The following models are available at the moment I am writing this text:

  • Principal Component Analysis (PCA).
  • Sentiment Analysis.
  • T-Test.
  • Analysis of Variants (ANOVA).

The explanation for each of the models and how to invoke them in Tableau calculations can be found at the Predeployed Functions page.

Python packages: tabpy, tabpy_server and tabpy_tools

TabPy is an open-source Python web server which is used for extending Tableau calculations or Data Prep data processing with Python scripts. You can read more about how to use TabPy with Tableau on Using Python in Tableau Calculations page or on Tableau blog Building advanced analytics applications with TabPy, or even with Building Data Science Applications with TabPy Video Tutorial.

When you just start using TabPy and search for information on how to install, configure and use it you may find a lot of articles and blog posts that are somewhat contradictory to each other and outdated. And you will find people explaining how to install and use TabPy, deploy models to it and use its other features mentioning tabpy, tabpy_server, tabpy_tools and maybe even some other buzzwords.
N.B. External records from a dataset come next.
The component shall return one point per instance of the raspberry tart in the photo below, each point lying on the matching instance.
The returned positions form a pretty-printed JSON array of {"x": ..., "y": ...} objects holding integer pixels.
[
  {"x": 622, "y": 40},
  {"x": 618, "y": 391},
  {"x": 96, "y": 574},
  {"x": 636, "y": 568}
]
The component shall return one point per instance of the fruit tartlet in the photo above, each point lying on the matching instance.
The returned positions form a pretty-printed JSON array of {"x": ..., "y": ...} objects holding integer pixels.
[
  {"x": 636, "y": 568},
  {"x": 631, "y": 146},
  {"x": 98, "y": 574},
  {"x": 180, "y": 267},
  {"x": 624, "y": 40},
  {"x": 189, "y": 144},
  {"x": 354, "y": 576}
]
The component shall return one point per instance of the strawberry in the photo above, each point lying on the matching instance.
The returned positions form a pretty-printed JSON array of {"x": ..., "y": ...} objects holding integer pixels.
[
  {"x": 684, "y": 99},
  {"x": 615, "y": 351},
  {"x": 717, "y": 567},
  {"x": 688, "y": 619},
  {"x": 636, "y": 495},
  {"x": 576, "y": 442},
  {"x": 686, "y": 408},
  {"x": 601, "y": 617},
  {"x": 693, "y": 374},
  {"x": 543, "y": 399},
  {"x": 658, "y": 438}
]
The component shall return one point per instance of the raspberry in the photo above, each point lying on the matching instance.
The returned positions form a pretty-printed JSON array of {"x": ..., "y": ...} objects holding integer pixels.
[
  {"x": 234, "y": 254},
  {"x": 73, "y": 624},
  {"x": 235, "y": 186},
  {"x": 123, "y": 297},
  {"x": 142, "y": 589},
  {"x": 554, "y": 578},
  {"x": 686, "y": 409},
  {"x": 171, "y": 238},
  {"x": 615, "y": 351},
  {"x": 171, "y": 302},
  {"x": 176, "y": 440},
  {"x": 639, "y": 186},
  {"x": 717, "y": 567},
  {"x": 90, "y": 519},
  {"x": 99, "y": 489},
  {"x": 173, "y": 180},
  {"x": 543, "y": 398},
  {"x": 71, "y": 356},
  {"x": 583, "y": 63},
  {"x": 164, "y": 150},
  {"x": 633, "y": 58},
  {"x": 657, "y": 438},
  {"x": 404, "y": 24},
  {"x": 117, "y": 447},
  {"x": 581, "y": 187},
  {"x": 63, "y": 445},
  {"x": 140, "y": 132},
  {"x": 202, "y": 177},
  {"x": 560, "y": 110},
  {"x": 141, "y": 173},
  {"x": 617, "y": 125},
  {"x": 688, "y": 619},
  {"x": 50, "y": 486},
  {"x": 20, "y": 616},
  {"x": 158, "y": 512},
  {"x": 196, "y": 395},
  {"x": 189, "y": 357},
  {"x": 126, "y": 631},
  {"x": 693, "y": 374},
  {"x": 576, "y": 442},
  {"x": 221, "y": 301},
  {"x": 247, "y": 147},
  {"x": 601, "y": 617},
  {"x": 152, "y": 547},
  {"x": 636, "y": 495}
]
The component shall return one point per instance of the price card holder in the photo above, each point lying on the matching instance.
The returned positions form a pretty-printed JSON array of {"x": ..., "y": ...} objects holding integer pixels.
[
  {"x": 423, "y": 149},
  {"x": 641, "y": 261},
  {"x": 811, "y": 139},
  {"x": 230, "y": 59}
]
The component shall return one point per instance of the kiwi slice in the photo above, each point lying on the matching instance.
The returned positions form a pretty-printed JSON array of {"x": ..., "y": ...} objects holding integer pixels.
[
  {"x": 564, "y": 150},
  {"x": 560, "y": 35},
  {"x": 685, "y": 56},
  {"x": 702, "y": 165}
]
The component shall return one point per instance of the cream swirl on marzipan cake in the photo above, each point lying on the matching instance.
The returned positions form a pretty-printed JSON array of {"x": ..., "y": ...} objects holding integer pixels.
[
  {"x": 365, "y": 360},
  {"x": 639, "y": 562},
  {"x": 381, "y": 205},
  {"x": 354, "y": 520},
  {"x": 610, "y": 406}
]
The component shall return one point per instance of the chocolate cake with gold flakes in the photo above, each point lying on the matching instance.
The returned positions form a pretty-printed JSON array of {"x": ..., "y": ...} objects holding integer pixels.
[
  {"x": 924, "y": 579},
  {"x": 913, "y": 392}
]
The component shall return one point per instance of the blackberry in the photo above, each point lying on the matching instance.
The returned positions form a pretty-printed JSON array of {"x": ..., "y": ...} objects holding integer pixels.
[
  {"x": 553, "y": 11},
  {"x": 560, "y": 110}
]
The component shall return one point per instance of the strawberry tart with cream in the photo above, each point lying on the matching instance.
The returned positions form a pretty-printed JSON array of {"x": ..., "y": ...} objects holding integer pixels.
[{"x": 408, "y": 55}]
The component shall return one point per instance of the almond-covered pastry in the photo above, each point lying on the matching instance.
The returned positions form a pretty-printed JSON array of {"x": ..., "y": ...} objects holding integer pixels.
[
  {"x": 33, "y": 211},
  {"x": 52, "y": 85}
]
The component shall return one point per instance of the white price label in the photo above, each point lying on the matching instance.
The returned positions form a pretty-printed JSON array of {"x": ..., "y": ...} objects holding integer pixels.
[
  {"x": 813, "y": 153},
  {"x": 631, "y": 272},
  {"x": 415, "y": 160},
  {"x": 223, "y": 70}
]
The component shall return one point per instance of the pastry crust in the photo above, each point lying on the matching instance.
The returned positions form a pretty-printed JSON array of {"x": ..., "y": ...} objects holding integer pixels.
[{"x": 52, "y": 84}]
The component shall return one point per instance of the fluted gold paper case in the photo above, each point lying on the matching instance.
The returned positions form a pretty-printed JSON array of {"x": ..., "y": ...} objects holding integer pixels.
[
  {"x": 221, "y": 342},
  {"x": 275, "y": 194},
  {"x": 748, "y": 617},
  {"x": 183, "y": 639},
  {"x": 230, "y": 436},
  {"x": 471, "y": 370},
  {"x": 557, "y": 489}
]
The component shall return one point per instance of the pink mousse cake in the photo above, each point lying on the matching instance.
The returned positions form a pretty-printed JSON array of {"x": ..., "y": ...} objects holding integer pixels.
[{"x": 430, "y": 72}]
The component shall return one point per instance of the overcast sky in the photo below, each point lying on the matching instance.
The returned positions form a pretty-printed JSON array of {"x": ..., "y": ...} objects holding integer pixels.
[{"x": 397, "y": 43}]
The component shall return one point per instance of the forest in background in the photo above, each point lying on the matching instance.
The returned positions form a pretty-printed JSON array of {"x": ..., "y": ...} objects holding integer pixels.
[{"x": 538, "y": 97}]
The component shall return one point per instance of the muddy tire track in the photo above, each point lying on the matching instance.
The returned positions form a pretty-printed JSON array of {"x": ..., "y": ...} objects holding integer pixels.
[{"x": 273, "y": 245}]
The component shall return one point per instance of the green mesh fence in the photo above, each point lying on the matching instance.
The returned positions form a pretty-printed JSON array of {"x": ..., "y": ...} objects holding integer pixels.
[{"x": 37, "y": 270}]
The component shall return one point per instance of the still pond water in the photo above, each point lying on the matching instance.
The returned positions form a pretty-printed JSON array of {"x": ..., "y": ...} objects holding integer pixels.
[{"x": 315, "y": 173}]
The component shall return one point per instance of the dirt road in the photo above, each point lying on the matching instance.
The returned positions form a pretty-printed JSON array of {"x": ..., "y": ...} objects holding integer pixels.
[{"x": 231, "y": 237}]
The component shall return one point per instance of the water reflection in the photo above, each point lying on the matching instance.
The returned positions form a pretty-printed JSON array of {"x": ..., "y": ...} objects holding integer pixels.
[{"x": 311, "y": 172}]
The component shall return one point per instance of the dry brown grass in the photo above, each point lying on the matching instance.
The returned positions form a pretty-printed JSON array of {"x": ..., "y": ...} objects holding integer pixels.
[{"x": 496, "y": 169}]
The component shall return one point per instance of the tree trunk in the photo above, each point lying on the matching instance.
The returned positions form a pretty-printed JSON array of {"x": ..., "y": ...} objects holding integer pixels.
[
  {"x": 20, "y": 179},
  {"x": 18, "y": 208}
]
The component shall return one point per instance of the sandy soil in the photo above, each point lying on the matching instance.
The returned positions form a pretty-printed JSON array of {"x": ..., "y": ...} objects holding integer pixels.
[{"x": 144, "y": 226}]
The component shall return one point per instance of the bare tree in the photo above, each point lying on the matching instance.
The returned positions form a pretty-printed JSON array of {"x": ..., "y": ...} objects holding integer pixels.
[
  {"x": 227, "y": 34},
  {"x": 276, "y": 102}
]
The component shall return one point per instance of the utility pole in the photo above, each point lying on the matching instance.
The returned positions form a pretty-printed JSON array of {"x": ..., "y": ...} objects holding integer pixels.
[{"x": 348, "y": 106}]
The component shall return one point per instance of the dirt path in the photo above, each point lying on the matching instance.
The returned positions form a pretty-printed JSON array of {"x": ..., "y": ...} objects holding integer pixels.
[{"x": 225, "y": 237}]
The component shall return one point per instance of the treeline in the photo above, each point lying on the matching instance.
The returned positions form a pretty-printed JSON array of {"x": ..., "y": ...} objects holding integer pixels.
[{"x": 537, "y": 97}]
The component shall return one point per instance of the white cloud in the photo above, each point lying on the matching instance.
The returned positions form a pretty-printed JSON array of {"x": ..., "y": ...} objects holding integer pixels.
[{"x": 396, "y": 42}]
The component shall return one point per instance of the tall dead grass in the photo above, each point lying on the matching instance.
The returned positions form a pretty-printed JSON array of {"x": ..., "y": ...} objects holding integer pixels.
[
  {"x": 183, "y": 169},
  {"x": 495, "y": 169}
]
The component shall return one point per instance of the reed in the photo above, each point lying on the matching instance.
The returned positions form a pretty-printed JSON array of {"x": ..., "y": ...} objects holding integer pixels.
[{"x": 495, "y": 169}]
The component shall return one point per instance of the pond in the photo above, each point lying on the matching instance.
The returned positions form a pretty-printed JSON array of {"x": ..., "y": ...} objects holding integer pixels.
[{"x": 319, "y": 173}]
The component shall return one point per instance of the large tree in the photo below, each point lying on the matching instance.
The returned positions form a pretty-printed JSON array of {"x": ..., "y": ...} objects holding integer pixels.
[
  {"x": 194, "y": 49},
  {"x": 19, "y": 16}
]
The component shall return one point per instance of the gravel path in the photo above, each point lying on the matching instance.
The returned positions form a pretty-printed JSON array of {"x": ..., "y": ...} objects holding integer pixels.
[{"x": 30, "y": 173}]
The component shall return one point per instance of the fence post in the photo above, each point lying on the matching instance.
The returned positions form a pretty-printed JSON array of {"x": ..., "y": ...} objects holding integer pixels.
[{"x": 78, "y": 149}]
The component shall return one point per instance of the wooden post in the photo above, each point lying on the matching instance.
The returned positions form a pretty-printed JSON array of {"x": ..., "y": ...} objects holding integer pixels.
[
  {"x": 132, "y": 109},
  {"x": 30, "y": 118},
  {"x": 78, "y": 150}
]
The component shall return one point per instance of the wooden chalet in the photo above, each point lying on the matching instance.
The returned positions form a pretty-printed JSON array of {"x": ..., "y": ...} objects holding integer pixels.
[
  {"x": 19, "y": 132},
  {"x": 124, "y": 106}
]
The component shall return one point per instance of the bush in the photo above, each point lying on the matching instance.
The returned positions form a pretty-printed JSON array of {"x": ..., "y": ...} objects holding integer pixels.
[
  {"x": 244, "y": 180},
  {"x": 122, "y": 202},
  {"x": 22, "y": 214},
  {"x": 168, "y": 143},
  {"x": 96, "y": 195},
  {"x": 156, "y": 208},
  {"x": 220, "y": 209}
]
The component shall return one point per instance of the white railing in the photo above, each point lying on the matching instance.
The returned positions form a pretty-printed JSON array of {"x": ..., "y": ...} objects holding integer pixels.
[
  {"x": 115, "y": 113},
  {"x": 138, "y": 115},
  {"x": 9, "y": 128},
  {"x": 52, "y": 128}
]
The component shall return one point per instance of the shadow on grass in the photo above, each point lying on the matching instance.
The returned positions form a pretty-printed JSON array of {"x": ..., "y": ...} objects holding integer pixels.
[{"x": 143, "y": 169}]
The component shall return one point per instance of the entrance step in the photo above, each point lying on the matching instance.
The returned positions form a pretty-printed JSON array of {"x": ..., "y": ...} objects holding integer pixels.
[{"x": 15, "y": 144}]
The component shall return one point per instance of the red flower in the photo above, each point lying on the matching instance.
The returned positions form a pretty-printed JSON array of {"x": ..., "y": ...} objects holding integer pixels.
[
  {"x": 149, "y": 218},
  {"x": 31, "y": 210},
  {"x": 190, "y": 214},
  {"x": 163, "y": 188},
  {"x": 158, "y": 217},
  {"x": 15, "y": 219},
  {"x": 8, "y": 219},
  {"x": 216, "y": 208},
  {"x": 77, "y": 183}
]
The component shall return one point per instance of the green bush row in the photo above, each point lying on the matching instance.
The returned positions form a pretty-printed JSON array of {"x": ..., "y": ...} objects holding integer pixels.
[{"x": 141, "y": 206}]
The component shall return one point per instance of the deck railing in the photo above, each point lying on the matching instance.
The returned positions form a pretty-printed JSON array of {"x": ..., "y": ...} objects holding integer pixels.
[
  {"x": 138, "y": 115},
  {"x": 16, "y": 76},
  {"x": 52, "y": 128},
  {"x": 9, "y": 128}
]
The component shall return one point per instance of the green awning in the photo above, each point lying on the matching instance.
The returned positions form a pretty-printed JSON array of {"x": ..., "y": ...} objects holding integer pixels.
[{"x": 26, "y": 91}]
So what are those and what are the actual steps?

First, let me tell you the most recent and updated steps for how to install TabPy can be found on the project GitHub page TabPy Installation Instructions. As you can see on the page installing TabPy as simple as running this one command: pip install tabpy. With the command, you now have the latest approved TabPy package installed in your Python environment. And to run it simply execute tabpy command.

Now, what are those tabpy_server and tabpy_client you may find mentions about? Those are old versions of TabPy when it was split into 2 packages. Neither of those is recommended to be used anymore. And if you have them installed you should delete them.

To give you more information long ago before TabPy became a package it was built as an application (tabpy_server) and a library (tabpy_client) which were distributed as source code via GitHub. But those days gone and you don’t need to clone GitHub repository, configure your environment variables, run setup/startup scripts and perform other black magic steps anymore.

Summary: you only need tabpy package, ignore all the posts and articles where tabpy_server and/or tabpy_tools are mentioned as obsolete.